United Kingdom, USA, Documentary, 2020, 124′

In this film the spotlight is on Shane MacGowan, the leader of the punk Irish band Pogues. MacGowan turned out to be a difficult character to interview, according to the director, but that made room for the film to portray his irreverence and essence, using archival footage and testimonies from people like his sister, Siobhan, his father, Maurice, and Gerry Adams, the former president of the Sinn Féin political party, in inventive and playful ways.


Beer and cigarettes, whisky and cigarettes, Irish folk and punk rock (and more whisky, beer and more cigarettes). Shane McGowan, a self-destructive hellraiser and inspired poet, an infectious performer, was as leader of the Pogues one of the greatest characters to emerge from punk, imagining a new universe within it, one where its energy and rebellious spirit placed itself along the broader lineage of Irish poetry and traditional music. Directed by Julien Temple, a man also up brought in punk (he was first noticed when he pointed his camera towards The Sex Pistols), Crock of Gold is at first, following McGowan’s early life, a history of Ireland and its context as a nation facing its powerful neighbor and ancient colonizer, England. Afterwards, it sets its sights in the epic and turbulent ascent of the Pogues singer to the beating heart of popular culture, in London. Mixing archival footage and animated sequences, interviews with McGowan and a diverse gallery of people (from Elvis Costello to Gerry Adams, the former President of Sinn Féin, from Nick Cave to Bobby Gillespie), Temple paints a wide and fair portrait.
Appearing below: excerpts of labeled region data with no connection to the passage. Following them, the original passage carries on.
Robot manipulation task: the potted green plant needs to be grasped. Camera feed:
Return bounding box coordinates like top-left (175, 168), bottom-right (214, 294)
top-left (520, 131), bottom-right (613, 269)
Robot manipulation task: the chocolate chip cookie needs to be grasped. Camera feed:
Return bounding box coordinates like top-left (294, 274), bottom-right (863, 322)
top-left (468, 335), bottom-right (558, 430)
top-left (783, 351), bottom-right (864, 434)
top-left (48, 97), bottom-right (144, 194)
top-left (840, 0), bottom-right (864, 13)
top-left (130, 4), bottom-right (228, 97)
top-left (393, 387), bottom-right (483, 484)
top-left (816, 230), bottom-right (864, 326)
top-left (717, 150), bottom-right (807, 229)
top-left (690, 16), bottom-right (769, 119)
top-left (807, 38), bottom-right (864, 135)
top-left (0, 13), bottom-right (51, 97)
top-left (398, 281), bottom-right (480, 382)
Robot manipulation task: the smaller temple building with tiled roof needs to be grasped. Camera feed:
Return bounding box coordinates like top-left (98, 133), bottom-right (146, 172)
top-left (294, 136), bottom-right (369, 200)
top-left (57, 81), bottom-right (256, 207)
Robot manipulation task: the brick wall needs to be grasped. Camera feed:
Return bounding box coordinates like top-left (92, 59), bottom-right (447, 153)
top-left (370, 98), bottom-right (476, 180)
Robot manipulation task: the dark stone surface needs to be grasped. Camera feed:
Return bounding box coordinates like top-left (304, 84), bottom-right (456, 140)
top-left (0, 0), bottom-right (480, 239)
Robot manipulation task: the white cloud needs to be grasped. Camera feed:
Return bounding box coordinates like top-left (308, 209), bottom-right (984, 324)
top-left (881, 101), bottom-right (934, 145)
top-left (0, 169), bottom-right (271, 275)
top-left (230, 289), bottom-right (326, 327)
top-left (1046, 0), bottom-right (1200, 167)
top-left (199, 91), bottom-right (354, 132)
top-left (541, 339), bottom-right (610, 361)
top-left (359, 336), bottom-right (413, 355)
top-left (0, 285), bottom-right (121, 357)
Refusing to condescend to the hagiography and petty morals, it introduces us a man of unquestionable genius, unshakably faithful to its principles. A contradictory man, at once hostage and tyrant of his demons. The body will pay cruelly, but the spirit remains stubbornly free. (Mário Lopes)

Director's Bio

Julien Temple was born on November 26, 1953 in London, England. He is a director and writer, known for Crock of Gold: A Few Rounds with Shane MacGowan (2020), Earth Girls Are Easy (1988) and Vigo: A Passion for Life (1998).